Выбрать главу

"В детстве моей мечтой было найти родственника Дантеса, вызвать на дуэль и убить и тем снять тяжесть с русской души. В зрелые годы мне сладко воздавать обиженным богам богово". Так он сказал сам о своей потребности обращаться к историческим сюжетам.

Замороженные и завороженные "Ледяным домом" (наше всеобщее непременное детское чтение), таким ли мы представляем себе Василия Кирилловича Тредиаковского, каким он был в жизни? Собственная ли воля подвигла его на неблаговидную роль в истории с "Ледяным домом"? Нагибин уверен, что нет. Бесчеловечные побои сломали волю.

Нет, человек не всесилен. Произвол, самовластие, диктат абсолютизма корежили человека, искажали личность. Долгое, на протяжении многих лет и даже столетий попрание человеческого достоинства, может быть, попортило нам даже гены - не страх ли унижения, пережитый предками, заставляет нас иногда склонить голову, спрятать глаза, смолчать, отойти в сторонку?..

Нагибин по зернышку собрал историю несчастного князя Голицына, униженного до роли шута. Из повести "Квасник и Буженинова" мы узнаем, что он и его жена, шутиха, не сгорели в ледяном доме, сумели выжить, расстаться с позорной службой, вернули себе честь и достоинство.

Человек не всесилен, но он многое может. Сейчас, когда мы так много говорим о памяти, наверное, ни в коем случае нельзя нам забывать, что самая драгоценная, самая бесценная память о нашем прошлом - это память о борьбе за свободу человека, за его право по совести жить, за его достоинство, за его честь. В любых, самых бесчеловечных условиях среди наших пращуров, предков, отцов были несдавшиеся, непокоренные. Наша Память - умение разглядеть в туманной мгле истории отблеск костров, на которых они горели, понять их муку, черпнуть их силу. Чтобы голову не склонять.
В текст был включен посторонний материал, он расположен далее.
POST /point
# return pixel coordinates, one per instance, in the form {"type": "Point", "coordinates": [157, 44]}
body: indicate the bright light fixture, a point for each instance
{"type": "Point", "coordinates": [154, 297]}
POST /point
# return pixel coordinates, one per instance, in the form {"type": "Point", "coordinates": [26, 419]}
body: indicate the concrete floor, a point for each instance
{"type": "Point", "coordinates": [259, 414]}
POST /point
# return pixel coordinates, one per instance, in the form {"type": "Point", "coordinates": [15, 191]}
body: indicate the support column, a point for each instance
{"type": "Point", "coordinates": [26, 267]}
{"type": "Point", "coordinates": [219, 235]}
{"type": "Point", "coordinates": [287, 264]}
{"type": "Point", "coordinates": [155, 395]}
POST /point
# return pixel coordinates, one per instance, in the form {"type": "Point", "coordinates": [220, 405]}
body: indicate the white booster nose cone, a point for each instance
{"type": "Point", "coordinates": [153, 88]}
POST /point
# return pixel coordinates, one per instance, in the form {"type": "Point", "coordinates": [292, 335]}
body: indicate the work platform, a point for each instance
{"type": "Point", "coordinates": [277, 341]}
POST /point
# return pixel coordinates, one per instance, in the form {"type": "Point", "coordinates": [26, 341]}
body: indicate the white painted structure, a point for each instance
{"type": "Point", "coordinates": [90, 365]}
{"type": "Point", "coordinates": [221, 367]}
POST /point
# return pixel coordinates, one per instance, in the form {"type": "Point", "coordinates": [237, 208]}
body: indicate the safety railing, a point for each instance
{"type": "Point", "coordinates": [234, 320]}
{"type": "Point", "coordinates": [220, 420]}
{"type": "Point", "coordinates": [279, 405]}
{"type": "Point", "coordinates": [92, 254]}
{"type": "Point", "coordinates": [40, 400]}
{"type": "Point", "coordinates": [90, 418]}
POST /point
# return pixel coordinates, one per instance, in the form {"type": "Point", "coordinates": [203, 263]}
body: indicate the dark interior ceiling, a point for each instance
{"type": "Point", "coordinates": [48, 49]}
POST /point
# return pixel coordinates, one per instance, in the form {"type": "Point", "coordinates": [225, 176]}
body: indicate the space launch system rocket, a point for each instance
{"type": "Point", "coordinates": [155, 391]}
Нагибин много и страстно пишет о необходимости сохранять памятники старины. Это естественно для русского писателя, для интеллигента. Никто этой его прекрасной деятельностью не восхищается, никто ему не рукоплещет. Ни в каких докладах с трибун писательских собраний не говорят, что вот, мол, Нагибин отложил перо ради публицистики, такой молодец, бьется за Москву, потому что рушится старая Москва, гибнет.

Никто не восхищается, не говорит, не рукоплещет, потому что настоящий русский писатель, настоящий интеллигент по-другому поступать не может, противоестественно, когда писатель, интеллигент живет под девизом "могу и помолчать". Но писательский дар - это судьба, "отвлекаясь" на публицистику, Нагибин не теряет нить прозы, опять и опять выходит его новый рассказ, новая повесть. Если писатель думает: "могу и не писать; есть другие дела, более важные", - он не писатель...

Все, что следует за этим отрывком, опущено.